Abstract
Inflammatory bowel disease-(IBD) is a chronic relapsing and remitting disorder of the gastrointestinal tract characterised by
inflammation. The underlying immunopathogenesis is unknown but excessive effector and defective regulatory immune
responses play a significant role. The aetiology of IBD is not yet fully resolved, but interactions between genetic and
environmental factors, including the gut flora, contribute significantly to the development of IBD.
Appendicectomy for intra-abdominal inflammatory conditions before the age of 20 protects against colitis. The mechanism
underlying this protective effect is unclear. This thesis examined the hypothesis that appendiceal regulatory T lymphocytes
(Treg) mediate the protection.
Despite human and murine data showing that the appendix is involved in the prevention of colitis, few studies of human or
murine appendices have been reported. A novel murine model of appendicitis was created using an operative technique of
band-ligation of an induced-tubular-appendix. Histological assessment showed that this model recapitulated all of the
histological features of human acute appendicitis, namely mucosal ulceration, transmural neutrophilic and lymphocytic
infiltration and serositis. This local pathology was associated with a systemic host response, evidenced by raised serum Creactive-
protein.
The impact of inflammation on the appendiceal lymphocyte constituents was assessed by flow cytometry. The inflammation
caused a shift from B-lymphocyte to T-lymphocyte predominance. In particular there was a 75% increment in Treg numbers,
which was restricted to juvenile mice only (< 10 weeks old). Furthermore, appendiceal Treg expressed the gut-homing
chemokine-receptor, CCR9, and the intestine-specific integrin, α4β7. These cells were shown to preferentially migrate to the
colonic lamina propria.
Lastly, appendicitis and appendicectomy protected against TNBS-colitis which was also restricted to juvenile mice. Evidence
for antigen dependence was suggested by the effect being heightened when mice were pre-sensitised against TNBS.

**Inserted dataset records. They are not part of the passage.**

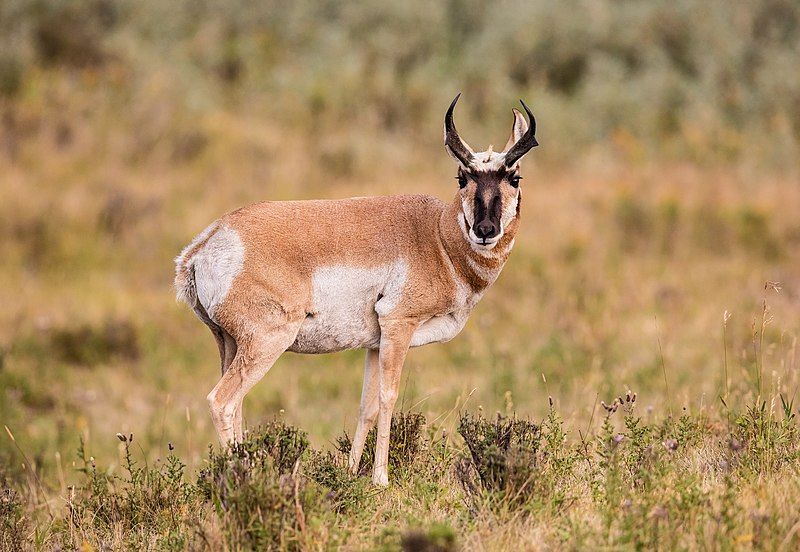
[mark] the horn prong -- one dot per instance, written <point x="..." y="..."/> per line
<point x="452" y="141"/>
<point x="526" y="142"/>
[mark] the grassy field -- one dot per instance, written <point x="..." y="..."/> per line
<point x="658" y="255"/>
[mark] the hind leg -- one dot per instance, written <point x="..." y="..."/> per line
<point x="255" y="355"/>
<point x="368" y="410"/>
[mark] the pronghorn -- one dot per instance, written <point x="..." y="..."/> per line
<point x="378" y="273"/>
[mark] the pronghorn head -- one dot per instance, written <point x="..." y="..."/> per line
<point x="489" y="180"/>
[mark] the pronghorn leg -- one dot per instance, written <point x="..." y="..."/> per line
<point x="395" y="340"/>
<point x="368" y="410"/>
<point x="255" y="356"/>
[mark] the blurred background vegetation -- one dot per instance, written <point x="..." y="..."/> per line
<point x="665" y="193"/>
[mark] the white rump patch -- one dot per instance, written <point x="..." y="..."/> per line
<point x="216" y="264"/>
<point x="347" y="301"/>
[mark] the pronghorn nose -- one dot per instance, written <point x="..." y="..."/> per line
<point x="485" y="229"/>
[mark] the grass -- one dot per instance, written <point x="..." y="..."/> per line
<point x="634" y="482"/>
<point x="662" y="200"/>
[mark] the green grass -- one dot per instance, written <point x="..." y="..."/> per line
<point x="662" y="200"/>
<point x="634" y="481"/>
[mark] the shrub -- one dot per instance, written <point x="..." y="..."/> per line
<point x="256" y="491"/>
<point x="405" y="443"/>
<point x="503" y="454"/>
<point x="145" y="505"/>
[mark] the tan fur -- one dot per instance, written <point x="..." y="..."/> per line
<point x="267" y="258"/>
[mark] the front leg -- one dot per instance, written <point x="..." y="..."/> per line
<point x="395" y="340"/>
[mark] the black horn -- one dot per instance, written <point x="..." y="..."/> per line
<point x="452" y="141"/>
<point x="525" y="143"/>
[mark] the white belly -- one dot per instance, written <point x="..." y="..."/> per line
<point x="346" y="302"/>
<point x="438" y="329"/>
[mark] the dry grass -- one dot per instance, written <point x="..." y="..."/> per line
<point x="625" y="268"/>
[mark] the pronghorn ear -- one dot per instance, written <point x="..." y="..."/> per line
<point x="517" y="129"/>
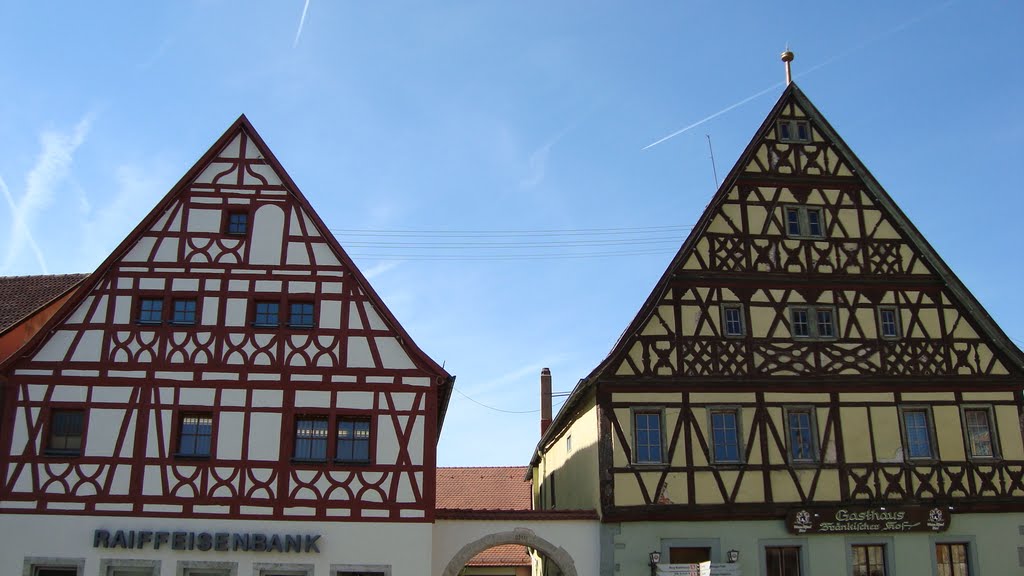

Exploration of the colonic lamina propria (cLP) lymphocyte population showed an increase in Treg, especially CD8+Foxp3+-
Treg, in “protected” mice only, which may have originated in the appendix.
Intracytoplasmic cytokine detection showed that these cLP-Treg were potent producers of the regulatory cytokine, IL-10.
These findings strongly suggest that appendicitis triggers an expansion of Treg which then emigrate to the colon and mediate
long-lasting protection against colitis.